Israeli Prime Minister Ehud Olmert yesterday delayed a key Cabinet decision on an Egyptian-mediated truce with the Hamas in and around the Gaza Strip.

“This is an issue that has to go through the security Cabinet,” Olmert was quoted as saying by a senior official. “This is a serious and weighty issue with far-reaching consequences.” The premier delayed the planned yesterday departure to Cairo of senior Defense Ministry official Amos Gilad, who represents Israel in the indirect talks.

“At this stage we will not send any envoy to Egypt before holding a security Cabinet consultation,” Olmert told his Kadima party ministers before the weekly government meeting.

The premier, who faces a graft investigation that threatens his political future, leaves today on a three-day visit to the United States and will not convene the powerful security Cabinet before next week, his office said.

“Our commitment is clear that the situation in the south cannot continue and the security Cabinet is the only authorized body to make decisions on the issue,” Olmert was quoted as saying.

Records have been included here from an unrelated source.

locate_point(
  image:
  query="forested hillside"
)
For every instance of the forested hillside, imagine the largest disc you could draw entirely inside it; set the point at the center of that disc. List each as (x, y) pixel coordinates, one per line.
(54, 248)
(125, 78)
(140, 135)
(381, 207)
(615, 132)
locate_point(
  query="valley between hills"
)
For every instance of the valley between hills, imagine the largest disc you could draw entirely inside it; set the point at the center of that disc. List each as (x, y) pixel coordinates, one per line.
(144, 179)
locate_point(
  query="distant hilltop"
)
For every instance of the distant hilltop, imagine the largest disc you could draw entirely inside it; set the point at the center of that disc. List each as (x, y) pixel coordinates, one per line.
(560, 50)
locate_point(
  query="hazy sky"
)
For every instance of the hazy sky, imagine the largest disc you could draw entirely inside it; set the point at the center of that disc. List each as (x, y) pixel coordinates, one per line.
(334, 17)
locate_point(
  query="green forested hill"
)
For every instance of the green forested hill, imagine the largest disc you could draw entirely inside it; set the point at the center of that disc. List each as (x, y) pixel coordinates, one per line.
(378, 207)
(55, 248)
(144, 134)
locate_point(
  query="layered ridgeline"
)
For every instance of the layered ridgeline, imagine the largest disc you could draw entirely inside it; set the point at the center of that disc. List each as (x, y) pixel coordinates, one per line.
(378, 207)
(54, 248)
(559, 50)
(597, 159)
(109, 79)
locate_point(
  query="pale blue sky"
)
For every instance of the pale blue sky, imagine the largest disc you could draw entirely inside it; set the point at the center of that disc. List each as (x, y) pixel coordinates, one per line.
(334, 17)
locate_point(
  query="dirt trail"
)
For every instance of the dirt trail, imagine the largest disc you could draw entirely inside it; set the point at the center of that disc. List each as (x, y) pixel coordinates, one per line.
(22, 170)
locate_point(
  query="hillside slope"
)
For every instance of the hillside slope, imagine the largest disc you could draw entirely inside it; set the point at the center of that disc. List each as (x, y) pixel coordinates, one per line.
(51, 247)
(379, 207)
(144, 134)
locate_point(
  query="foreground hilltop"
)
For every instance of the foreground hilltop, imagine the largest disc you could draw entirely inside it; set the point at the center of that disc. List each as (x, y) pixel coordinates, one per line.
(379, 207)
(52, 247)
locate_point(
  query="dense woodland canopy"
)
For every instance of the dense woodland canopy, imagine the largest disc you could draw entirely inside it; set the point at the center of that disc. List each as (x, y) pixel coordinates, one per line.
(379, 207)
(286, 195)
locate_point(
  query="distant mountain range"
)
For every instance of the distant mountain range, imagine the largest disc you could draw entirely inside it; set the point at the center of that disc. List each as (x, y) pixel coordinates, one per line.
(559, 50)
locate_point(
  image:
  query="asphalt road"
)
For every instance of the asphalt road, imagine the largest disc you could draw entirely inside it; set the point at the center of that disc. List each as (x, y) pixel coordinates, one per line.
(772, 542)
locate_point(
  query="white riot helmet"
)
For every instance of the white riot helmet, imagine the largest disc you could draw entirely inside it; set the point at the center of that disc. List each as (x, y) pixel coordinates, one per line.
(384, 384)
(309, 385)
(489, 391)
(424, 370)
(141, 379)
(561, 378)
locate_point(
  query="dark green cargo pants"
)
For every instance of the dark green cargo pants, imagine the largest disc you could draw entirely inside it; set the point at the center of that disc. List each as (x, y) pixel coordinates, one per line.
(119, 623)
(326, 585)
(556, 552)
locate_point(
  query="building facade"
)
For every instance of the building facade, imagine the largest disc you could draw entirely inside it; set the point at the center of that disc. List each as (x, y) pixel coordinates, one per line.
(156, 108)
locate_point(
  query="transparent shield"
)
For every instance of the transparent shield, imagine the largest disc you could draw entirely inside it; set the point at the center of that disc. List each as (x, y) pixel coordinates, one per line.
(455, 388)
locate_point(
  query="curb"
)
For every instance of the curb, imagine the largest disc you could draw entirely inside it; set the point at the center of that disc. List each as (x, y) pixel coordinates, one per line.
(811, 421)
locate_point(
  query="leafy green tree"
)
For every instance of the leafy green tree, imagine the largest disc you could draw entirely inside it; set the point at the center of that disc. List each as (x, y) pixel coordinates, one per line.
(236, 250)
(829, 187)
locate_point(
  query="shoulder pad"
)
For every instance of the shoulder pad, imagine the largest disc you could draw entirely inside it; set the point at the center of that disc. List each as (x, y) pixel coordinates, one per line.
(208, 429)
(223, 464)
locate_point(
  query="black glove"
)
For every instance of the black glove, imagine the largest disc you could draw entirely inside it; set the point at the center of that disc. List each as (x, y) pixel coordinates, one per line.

Egypt has been acting as mediator because Israel refuses to negotiate directly with the Hamas movement.

In exchange for stopping rocket attacks, Hamas has said it wants Israel to lift the blockade of Gaza and allow the reopening of border crossings, especially Rafah on the frontier with Egypt.

In Ramallah, a senior Hamas official said yesterday his group was ready for talks with Fatah but without any preconditions.

Yahya Mousa, the deputy head of the Hamas parliamentary bloc, said Hamas was ready for immediate talks with Fatah on any peace initiative, including the Makkah agreement.

Mousa’s remarks came in response to a reconciliation initiative by Monib Al-Masri, head of Palestine forum and a prominent businessman, that aims to end rivalry between the two groups.

He said that any reconciliation initiative “should build on what was achieved during previous deals between Hamas and Fatah.” The Hamas official warned that any initiative that “does not recognize the results of the elections and political changes, will not succeed.”

Meanwhile, hundreds of Palestinians, Israelis, and international activists gathered outside the occupied West Bank village of Nilin yesterday to protest against the extension of Israel’s separation wall.

At least three people were wounded by rubber bullets and another eight were treated for tear gas inhalation when Israeli troops dispersed the protest, the organizers said.

The villagers say they mobilized last month when the Israeli Army told them it would confiscate some 2,500 dunams (620 acres) of land for the separation wall, which Israel insists is necessary to prevent attacks from the territory.

Palestinians refer to the structure as an “Apartheid wall” and see it as part of a larger land grab aimed at slicing up the West Bank and preventing the establishment of a viable Palestinian state.

“We plan to hold many demonstrations against this,” Salah Khawaja, one of the organizers of the protest told AFP, adding that villagers were also observing a general strike.